The biggest problem with Hakeem comes at around 2:50. He'll have those easy drops sometimes. Not too many times, but just lapses in concentration. He's nowhere close to Roddy White or Braylon Edwards in that respect, but just something to improve on.

As for the last play in the video, it didn't count because of a holding (much to the glee of our announcers no doubt), but Nicks rolls up everything that we've been talking about right there.

Hakeem Nicks vs Texans (2010) (via NYGiantsCentral)

Here's a game versus the Texans. Go on over to the 2nd play or so. Another beautiful example how he strong enough to post up on the defender (in this case, 1st rounder Kareem Jackson) and take him out of the play.

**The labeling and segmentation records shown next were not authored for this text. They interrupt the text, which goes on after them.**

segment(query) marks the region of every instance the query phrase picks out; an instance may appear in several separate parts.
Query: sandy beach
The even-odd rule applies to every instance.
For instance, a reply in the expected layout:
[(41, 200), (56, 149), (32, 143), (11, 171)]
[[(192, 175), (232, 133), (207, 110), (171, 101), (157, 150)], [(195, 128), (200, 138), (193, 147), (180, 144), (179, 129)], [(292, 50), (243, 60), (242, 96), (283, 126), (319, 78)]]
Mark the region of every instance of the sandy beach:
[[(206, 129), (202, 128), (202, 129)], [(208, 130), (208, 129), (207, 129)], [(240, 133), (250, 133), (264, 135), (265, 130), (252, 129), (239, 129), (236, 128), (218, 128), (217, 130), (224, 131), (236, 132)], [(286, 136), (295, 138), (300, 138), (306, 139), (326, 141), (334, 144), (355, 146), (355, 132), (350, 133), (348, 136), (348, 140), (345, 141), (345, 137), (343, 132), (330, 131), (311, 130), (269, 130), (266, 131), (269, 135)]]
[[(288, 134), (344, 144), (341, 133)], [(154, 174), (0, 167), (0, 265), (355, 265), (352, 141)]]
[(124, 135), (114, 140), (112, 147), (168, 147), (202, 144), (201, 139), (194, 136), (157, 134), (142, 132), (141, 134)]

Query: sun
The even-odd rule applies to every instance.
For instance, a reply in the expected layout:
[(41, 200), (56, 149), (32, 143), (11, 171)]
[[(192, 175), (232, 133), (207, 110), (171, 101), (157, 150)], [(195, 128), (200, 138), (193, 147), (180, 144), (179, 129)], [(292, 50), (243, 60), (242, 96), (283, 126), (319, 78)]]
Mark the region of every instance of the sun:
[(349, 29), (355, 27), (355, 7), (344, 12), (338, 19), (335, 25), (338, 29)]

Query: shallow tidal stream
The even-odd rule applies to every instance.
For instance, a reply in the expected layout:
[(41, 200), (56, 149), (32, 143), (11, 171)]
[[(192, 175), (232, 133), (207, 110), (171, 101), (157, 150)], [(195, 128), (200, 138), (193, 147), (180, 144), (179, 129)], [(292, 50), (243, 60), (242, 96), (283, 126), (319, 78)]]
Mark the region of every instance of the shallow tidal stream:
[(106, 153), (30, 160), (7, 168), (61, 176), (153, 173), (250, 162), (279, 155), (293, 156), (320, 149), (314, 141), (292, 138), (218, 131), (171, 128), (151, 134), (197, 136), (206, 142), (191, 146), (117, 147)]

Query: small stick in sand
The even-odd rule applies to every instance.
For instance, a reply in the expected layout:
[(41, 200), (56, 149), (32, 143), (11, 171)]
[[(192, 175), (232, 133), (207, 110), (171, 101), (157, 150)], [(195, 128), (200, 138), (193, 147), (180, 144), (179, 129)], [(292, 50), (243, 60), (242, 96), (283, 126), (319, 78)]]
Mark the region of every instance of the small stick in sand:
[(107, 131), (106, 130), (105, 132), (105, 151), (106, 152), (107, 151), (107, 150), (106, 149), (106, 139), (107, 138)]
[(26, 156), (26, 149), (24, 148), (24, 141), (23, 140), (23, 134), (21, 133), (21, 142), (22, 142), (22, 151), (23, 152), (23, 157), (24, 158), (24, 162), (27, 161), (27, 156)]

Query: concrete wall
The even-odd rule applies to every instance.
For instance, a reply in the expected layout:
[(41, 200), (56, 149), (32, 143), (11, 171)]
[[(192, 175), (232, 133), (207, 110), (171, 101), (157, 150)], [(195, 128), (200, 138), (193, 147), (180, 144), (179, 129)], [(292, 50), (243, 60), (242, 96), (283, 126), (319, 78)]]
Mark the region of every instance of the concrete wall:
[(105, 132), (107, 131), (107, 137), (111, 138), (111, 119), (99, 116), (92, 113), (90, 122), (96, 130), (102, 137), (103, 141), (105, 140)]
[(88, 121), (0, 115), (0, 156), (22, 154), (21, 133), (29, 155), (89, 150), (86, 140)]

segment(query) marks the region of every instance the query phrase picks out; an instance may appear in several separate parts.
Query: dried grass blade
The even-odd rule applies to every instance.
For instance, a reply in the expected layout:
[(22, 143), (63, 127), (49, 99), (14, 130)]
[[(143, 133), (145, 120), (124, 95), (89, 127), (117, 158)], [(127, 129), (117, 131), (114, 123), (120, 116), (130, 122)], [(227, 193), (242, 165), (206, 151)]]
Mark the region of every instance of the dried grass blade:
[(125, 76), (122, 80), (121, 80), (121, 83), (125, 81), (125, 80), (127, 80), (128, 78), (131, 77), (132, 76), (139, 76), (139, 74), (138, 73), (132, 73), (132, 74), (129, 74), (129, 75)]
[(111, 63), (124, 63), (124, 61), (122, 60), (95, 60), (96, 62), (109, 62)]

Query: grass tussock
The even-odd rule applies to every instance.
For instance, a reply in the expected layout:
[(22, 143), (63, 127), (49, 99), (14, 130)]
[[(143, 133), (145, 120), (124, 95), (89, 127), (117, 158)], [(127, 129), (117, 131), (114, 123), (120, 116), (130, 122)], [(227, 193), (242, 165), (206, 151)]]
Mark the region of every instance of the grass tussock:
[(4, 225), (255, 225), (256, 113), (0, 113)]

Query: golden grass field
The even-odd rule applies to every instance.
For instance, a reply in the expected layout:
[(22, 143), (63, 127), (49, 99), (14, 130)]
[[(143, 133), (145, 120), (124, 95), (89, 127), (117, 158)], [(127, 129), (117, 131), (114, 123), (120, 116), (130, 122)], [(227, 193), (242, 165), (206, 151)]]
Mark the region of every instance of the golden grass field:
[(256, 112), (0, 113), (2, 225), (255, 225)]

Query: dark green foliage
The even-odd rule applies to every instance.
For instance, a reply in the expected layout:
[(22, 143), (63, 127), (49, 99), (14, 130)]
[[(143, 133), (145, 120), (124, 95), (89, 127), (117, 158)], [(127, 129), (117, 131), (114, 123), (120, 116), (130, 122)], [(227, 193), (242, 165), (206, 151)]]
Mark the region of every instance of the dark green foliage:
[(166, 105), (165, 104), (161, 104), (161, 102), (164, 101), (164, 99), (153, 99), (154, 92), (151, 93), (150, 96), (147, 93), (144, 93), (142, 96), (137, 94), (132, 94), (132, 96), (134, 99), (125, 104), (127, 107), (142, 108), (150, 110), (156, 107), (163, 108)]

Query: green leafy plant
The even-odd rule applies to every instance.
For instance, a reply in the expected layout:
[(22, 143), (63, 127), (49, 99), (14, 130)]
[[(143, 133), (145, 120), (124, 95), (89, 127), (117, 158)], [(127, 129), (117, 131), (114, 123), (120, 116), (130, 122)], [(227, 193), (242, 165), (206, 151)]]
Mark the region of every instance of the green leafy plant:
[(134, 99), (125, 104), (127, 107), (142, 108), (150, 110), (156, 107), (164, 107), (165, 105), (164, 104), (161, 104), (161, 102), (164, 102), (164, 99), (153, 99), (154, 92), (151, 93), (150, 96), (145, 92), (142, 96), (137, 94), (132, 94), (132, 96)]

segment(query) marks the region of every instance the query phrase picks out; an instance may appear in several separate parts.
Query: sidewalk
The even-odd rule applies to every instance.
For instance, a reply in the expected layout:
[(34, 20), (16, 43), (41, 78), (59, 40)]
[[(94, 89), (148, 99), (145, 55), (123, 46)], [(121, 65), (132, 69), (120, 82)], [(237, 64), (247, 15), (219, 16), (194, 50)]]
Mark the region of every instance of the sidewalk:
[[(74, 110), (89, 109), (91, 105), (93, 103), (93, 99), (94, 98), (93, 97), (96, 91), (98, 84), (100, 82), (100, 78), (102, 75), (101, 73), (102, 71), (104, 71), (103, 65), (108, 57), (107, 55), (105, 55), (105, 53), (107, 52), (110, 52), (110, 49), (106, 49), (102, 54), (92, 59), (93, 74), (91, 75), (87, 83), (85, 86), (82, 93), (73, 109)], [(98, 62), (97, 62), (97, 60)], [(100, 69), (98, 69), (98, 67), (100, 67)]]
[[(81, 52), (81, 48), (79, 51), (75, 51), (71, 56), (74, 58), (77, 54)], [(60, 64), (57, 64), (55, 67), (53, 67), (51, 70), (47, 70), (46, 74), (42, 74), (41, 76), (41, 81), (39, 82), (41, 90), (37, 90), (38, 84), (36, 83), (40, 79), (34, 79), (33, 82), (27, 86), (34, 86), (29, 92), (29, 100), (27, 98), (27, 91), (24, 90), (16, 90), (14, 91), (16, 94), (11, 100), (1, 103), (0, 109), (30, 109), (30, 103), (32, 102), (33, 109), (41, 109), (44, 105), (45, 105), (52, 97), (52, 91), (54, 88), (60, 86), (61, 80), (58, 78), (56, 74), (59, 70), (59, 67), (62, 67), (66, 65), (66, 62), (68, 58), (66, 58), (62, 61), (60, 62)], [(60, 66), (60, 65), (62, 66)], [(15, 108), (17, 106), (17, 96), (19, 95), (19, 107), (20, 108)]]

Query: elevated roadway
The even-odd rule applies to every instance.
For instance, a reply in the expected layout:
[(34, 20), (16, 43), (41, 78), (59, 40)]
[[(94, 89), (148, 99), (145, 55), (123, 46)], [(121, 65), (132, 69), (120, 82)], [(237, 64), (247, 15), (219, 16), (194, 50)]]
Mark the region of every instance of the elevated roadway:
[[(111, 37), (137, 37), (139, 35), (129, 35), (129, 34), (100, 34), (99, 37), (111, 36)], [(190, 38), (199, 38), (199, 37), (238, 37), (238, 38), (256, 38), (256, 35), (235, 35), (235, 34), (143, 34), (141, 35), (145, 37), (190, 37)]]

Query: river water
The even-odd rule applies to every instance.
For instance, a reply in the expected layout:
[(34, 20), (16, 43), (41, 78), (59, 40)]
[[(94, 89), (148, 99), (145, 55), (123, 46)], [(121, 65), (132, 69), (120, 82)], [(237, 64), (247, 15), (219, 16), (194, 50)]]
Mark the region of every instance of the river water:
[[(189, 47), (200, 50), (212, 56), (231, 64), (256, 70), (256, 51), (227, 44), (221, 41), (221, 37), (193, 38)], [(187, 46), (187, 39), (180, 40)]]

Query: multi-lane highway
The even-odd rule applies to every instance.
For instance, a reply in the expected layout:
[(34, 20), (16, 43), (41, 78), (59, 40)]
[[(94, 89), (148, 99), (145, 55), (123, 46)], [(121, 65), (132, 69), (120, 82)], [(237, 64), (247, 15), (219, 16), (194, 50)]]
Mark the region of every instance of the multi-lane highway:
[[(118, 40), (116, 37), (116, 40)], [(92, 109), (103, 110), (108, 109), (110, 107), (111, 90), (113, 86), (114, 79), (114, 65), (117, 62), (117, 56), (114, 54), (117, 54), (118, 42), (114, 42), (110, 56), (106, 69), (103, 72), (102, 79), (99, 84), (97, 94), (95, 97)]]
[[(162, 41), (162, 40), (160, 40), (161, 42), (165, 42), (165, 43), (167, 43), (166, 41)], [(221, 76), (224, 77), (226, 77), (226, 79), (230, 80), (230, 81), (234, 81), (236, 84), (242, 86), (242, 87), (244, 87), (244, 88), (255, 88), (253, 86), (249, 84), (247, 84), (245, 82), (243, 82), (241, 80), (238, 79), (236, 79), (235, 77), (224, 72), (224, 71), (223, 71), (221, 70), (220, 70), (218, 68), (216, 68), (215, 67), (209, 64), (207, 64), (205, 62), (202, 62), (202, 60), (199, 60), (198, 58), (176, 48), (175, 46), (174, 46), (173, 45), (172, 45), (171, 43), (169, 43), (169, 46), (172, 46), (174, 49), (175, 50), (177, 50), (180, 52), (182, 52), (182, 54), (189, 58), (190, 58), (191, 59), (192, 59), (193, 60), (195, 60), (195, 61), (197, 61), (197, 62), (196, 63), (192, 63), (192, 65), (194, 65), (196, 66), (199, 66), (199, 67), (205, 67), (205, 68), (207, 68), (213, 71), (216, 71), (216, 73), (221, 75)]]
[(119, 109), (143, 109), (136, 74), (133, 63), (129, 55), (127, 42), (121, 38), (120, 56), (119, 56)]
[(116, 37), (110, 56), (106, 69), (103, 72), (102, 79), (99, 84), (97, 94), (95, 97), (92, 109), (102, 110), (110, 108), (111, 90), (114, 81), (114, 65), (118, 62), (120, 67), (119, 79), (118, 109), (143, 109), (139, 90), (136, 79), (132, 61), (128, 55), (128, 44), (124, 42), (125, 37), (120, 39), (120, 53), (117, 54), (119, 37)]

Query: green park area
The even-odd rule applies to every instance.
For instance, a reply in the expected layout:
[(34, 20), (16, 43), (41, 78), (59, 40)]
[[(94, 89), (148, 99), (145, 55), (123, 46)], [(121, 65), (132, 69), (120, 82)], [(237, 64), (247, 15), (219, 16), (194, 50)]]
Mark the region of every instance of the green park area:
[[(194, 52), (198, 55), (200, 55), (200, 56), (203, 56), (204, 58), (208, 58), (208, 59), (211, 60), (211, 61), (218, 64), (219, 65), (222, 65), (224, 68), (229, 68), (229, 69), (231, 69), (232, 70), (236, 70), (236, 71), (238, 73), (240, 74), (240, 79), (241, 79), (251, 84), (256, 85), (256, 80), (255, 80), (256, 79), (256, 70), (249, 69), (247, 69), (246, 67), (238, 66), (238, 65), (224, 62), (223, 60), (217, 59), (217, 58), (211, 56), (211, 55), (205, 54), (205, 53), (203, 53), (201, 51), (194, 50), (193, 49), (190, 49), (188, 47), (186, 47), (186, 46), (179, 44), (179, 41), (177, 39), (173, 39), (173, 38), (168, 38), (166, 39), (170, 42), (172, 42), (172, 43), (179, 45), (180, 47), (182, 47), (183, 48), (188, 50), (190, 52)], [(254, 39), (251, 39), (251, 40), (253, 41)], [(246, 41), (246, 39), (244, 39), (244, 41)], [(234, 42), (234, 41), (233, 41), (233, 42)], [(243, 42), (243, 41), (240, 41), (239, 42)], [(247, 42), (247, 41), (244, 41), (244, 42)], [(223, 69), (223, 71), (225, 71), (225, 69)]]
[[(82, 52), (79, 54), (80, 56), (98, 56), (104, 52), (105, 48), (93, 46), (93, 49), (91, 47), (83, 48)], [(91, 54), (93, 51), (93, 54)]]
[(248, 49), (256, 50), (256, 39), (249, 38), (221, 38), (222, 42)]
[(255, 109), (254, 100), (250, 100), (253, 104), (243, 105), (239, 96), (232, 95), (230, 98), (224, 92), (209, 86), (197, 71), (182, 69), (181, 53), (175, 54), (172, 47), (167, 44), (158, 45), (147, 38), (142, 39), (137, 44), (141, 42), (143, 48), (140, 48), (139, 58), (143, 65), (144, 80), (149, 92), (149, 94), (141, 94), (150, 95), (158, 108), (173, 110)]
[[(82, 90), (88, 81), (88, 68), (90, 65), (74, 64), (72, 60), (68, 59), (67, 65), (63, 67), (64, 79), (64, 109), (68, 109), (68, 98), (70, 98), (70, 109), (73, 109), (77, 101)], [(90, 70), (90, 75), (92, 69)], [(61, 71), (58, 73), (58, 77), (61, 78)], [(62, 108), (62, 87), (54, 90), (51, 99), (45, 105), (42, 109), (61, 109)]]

Move on over to 1:08, and by now I think the Texans realized that they're going up against cheatcode. His hands are SO FREAKING BIG. Again, we see that adjustment to the ball, leap up, recover, maintain balance, take a great angle to the sideline, use a little wiggle, and get a massive gain. That just isn't fair. He plucks the ball from the air at its highest point almost like a vacuum.

Oh c'mon now. 1:25. Just stop it, Hakeem, you're scaring the children.

Do you guys want one more? One more? Aw, why not.

Hakeem Nicks vs Green Bay (2011) (via NYGiantsCentral)

0:21 - Once again shows his ability to separate when he NEEDS to separate. Separation doesn't mean maintaining a 5 yard cushion against the DB. It means when its time to catch the ball, your arms and the ball are away from the defender. Nicks' physicality provides a great way to create separation. Though he's sneaky fast, its his great hands and strength that got him with this one. Unfortunately he didn't stay inbounds, but that was amazing.

What also makes Hakeem so dangerous is that not only is he a great possession receiver, but he can be an equal powerful deep threat. He tracks the ball in the air as well as anyone. We see that at 1:00. We also see that strength to hold on to the ball once it lands in his hands.

And of course, I'd be remiss if I didn't mention 2:20. Incredible tracking of the ball, great hands, amazing body control.

At this point, I sound like a broken clock. But hell, it works. You don't always need speed to separate. You need those adjustment skills, that strength, that body control. That's uncoachable.

I'm looking to see Hakeem (with more coverage rolled over to Victor Cruz) to really light this league on fire this year. 1300+ yards with double digit touchdowns should be attainable for him if he can stay healthy. Maybe this year is the year he finally gets his respect.

And if not, that's okay. Because beyond his fantastic football skills, he knows how to work the ladies too.